To start from the beginning, in our code we have to call another service through HTTP. This is what our pseudo code looks like:

function call_service(dataBuffer)
    result = http.Put(destination, dataBuffer)
    return result
dataBuffer = "some data&"
result = call_service(dataBuffer)
print result

This is clean and simple enough. But code is code, and there’s often a catch: This time, it’s that our component wants to know when dataBuffer can be cleaned and reused.

So instead of the code above, we run this:

dataBuffer = get_an_existing_buffer("some data")
result = call_service(dataBuffer)
reuse(dataBuffer)
print result

This code works most of the time. But not all of the time: some tests still fail. Even worse, the team discovers that they can’t reuse the buffer right away when the http.Put() failed.

So the detective work continues. We root around for the cause and devise a first fix. Instead of reusing the buffer right away, we attach a callback on it to notify the code when it’s garbage collected. At this point, the bad actor appears to be behind us. Sure, memory levels in tests are slightly high, but not alarming.

Fast-forward to the point where it’s time for large-scale tests on a real, high-performance platform. Under these conditions, the memory usage skyrockets above acceptable levels, prompting us to postpone a few tests. Backtracking, it turns out the previous workaround spikes memory usage.

Once again, we return to the drawing board for a different approach. This time, we use dataBuffer to expose the specific method close() that the http.Put() will call (according to documentation) when it no longer needs the buffer.

New code:

dataBuffer = get_an_existing_buffer("some data")
dataBuffer.close() = function () { reuse(dataBuffer) }
    result = call_service(dataBuffer)
    print result

At this point, everything looks good and follows the documentation. Memory levels settle down to acceptable levels. Problem solved? Hardly. There are suddenly a lot of errors in large-scale tests, more than previously. Worse yet, the software seems allergic to this code and crashes early on. Taking a look at the crash logs, it looks like the close() is getting called twice.

Trying to pinpoint the source of those errors prompts a change in behavior of the dataBuffer resulting in http.Put() creating a request without a proper Content-Length. While the request is still valid (RFC-wise), the server refuses this kind of request and responds with a proper error code.

Takeaways of hunting bugs in Go

  • Go / std is a very good language/library. Most of the issues we had are due to us not doing “the right thing” while trying to push the envelope and what it implied for the input buffer lifecycle.
  • Every single word in the Go documentation matters. Don’t skip even a sentence!
  • Testing is your friend, don’t ignore it
  • Run large scale and long-running tests as often as possible. We have exactly that in the pipeline
  • Leave no stone unturned, and report what you find. It’s good for the Go ecosystem and, in the long term, benefits everyone.

This turns out to be an easy fix, and to our relief the crashing stops, too. Our suspicion:

if an error happens at a critical point, the Go standard library reacts by closing the buffer twice.

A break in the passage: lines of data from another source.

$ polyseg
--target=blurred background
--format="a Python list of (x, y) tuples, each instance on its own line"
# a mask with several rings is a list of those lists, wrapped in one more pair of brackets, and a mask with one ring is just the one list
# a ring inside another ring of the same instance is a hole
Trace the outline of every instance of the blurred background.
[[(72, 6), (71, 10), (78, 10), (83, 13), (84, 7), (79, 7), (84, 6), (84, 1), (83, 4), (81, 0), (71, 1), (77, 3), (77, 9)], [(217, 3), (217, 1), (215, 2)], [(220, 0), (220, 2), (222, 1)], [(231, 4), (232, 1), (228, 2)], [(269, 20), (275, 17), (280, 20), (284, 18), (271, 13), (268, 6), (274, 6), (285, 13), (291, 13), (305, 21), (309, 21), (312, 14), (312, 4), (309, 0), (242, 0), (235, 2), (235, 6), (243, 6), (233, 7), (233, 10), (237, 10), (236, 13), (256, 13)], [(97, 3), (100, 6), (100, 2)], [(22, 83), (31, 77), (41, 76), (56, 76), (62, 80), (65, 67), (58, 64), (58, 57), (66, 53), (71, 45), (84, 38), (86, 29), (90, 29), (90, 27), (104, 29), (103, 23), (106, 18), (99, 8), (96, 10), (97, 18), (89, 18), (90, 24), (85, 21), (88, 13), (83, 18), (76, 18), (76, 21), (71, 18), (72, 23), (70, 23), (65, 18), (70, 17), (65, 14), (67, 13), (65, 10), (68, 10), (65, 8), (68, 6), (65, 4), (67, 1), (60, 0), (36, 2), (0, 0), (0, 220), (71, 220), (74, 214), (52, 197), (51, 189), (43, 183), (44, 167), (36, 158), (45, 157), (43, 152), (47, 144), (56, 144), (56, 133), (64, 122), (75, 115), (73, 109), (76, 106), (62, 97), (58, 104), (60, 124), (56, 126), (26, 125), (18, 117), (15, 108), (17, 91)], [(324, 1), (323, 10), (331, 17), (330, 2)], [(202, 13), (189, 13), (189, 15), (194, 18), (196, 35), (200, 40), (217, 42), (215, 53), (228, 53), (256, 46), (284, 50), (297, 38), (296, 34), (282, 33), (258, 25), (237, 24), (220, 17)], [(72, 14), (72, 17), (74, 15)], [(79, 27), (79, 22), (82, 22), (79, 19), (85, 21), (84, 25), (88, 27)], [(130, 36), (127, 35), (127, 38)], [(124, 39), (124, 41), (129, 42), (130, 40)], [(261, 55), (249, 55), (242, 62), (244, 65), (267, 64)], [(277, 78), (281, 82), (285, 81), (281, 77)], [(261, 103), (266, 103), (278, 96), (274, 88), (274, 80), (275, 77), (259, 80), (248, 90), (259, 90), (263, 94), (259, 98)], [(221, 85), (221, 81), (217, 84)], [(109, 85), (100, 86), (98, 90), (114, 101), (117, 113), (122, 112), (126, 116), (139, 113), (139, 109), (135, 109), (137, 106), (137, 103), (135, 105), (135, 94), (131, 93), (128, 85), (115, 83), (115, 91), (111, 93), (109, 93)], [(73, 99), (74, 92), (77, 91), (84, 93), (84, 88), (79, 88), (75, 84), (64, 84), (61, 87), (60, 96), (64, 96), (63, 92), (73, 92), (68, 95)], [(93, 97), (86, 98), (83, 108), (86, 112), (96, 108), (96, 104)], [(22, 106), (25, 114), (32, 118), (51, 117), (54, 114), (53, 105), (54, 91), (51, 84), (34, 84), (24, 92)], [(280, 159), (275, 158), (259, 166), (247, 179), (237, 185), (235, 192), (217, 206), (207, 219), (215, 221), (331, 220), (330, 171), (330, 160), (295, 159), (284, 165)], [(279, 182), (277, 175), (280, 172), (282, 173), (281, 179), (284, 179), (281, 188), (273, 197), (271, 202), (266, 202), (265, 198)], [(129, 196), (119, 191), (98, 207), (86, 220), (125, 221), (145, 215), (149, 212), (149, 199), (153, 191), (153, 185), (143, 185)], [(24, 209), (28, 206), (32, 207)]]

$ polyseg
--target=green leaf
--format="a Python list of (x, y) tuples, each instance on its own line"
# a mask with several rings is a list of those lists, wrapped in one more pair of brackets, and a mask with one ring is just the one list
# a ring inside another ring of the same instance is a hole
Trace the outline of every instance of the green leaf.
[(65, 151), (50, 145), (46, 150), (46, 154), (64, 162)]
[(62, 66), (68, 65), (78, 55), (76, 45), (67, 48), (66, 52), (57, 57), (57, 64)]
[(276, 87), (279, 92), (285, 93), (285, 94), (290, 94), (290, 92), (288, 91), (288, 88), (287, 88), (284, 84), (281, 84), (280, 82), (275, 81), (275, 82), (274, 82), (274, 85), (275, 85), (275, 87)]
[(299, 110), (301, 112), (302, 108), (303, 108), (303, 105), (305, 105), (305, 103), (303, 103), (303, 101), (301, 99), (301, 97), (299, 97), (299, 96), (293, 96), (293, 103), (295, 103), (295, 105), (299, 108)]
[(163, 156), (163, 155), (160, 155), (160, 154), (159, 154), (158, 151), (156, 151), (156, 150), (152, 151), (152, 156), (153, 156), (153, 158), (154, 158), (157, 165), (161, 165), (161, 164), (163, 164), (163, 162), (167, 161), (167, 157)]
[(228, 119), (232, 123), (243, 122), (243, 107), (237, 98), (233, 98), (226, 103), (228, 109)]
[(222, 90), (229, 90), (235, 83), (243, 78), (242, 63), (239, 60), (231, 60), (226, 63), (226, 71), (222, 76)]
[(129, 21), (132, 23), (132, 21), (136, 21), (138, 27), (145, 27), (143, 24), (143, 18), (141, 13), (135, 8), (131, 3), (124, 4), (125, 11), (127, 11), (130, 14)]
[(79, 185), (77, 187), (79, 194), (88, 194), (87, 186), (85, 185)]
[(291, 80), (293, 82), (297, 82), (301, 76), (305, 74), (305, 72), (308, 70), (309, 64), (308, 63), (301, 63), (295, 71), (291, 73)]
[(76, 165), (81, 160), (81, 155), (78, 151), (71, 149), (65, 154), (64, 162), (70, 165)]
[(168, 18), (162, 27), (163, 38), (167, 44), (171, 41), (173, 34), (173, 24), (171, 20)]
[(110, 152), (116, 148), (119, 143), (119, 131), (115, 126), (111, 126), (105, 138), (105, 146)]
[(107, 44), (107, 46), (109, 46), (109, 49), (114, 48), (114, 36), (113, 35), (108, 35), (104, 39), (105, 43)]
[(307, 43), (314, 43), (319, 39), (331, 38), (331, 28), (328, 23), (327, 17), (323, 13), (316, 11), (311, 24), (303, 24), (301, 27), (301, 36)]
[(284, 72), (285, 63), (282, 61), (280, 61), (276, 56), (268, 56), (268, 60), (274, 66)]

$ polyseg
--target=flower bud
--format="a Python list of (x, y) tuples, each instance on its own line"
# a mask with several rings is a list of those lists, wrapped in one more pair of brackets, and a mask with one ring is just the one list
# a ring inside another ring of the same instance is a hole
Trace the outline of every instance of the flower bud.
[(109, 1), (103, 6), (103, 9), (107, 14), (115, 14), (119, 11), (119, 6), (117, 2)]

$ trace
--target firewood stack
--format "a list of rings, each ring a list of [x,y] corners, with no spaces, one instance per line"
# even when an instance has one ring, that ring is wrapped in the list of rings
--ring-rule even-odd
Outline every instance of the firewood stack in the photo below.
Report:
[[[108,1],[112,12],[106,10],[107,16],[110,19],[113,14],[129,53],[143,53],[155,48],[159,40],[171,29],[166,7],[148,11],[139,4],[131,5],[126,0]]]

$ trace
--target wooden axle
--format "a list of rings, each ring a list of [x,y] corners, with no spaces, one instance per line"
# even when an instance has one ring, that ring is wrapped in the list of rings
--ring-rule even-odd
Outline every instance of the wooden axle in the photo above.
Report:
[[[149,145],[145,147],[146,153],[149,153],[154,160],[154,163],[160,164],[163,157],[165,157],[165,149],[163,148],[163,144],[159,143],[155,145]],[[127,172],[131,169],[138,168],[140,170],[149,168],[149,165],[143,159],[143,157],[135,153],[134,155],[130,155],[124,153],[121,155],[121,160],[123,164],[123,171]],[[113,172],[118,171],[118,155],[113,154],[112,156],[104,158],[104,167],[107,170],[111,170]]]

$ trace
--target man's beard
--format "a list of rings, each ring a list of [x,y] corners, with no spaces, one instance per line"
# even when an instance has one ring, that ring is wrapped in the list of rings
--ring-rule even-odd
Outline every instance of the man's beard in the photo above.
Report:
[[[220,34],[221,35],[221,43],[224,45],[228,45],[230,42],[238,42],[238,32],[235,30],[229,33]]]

To narrow it down to the real culprit, we first reproduce the issue on a smaller scale and then reduce it until we’re left with a small, one-file, reproducer to open the issue on the golang/go repository.

Cue dramatic music: The bug is lodged in Go stdlib’s HTTP server!

Is that the end of the story? Nope. There’s no definitive solution yet. We’re hoping for a fix upstream but if it doesn’t come through, we’ll consider a workaround in the code.